Here’s a more relevant point: knowing how to use Facebook, Twitter, or text messaging, amongst a myriad of technology choices, doesn’t make you “tech savvy”.  It doesn’t make you actually KNOW how those technologies work.  That may be the greatest shortsightedness of the point of the article.  The people who shape the future are the ones actively defining it.  People who are behind the scenes creating new technologies (such Gen Y’s own Mark Zuckerberg) are the major influencers.  To think that the generation as a collective thinks accessibility of information (whether or not it is factually right and having ability to differentiate the sources) is acceptable for the level of discernment needed to make good decisions is a travesty.  I don’t point the finger at Generation Y alone in this regard … critical thinking, in general, is missing in recent generations of people.  With more information available to us than ever before, someone needs to filter Niagara Falls into a garden hose.
I could say more, but there really is no point.  Many of the comments have digressed into the typical “flame war” that should be expected when one generation is threatened by another.  Accept the points made for what they are.  Agree or disagree because ultimately most of what has been said, including the article itself, is just subjective opinion.  Stereotyping an entire grouping of people by a limited number of characteristics is a fruitless exercise anyway.

Post-script conclusion:
I don't find any significant value in the grouping of entire age ranges (particularly 20-year ranges) as defining every member contained therein.  I started to make that point at the end of the above opinion.  Yes, some generalizations apply to some groups, but subsets might better be defined than the whole.  *Most* in Gen Y use technology in ways their predecessors never did ... but this is no different than how members of Gen X used technology more than their predecessors, and so on.  It's a cycle that doesn't end.
One of the early remarks was made by a Boomer who called Gen Y a "me" generation.  Wow, pot must have seen kettle on that one ... as the Baby Boom was the *original* "Me Generation" as many, many experts have seen it.  The Boomers, by and large, were raised with a sense of entitlement.  They were a generation raised with Social Security as a promise, the last of a breed of company "lifers", and a strong sense of loyalty (to their employers, to brands, etc.).  They fueled the American economy by spending money, as evidenced from the 1980's to now (where fiscal conservation hardly seemed the norm for wage earners in the prime earning years from their 30's to their 60's).  

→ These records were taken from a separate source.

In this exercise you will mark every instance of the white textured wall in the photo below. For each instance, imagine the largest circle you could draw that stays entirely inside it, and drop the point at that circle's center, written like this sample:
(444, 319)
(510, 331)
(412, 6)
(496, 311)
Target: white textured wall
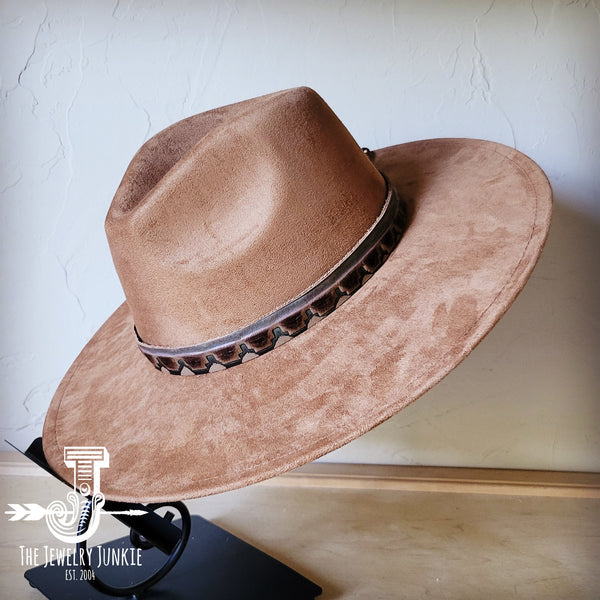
(83, 84)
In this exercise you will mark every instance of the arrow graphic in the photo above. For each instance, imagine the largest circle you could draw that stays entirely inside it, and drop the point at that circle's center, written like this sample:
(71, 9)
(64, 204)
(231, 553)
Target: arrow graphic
(35, 512)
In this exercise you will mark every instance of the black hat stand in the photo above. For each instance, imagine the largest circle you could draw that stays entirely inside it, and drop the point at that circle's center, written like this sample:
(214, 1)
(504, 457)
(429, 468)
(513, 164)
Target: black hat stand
(216, 564)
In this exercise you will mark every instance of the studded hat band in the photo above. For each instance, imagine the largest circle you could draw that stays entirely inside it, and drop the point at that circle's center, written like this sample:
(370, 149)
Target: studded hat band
(298, 315)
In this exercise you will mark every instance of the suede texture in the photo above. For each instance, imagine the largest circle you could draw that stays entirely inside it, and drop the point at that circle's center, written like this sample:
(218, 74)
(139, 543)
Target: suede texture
(236, 219)
(481, 213)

The oldest of the Boom turns 65 in 2011, why all this "fuss" is being made at all.  Boomers will continue "retiring" at the rate of about three to four million people per year (assuming they don't continue employment after age 65, which is not really a given any longer) and start drawing the Social Security system even faster than it's been depleting so far.  They will be the last generation with a Social Security "right" (if that's not a real misnomer at this point).  Conveniently, the Social Security trust fund is projected to run out of actual securities by 2041 (if current projections hold), the year I am "projected" to turn 65.  I haven't been counting on SS benefits for my retirement up until this point, and I certainly won't be counting on them then, either.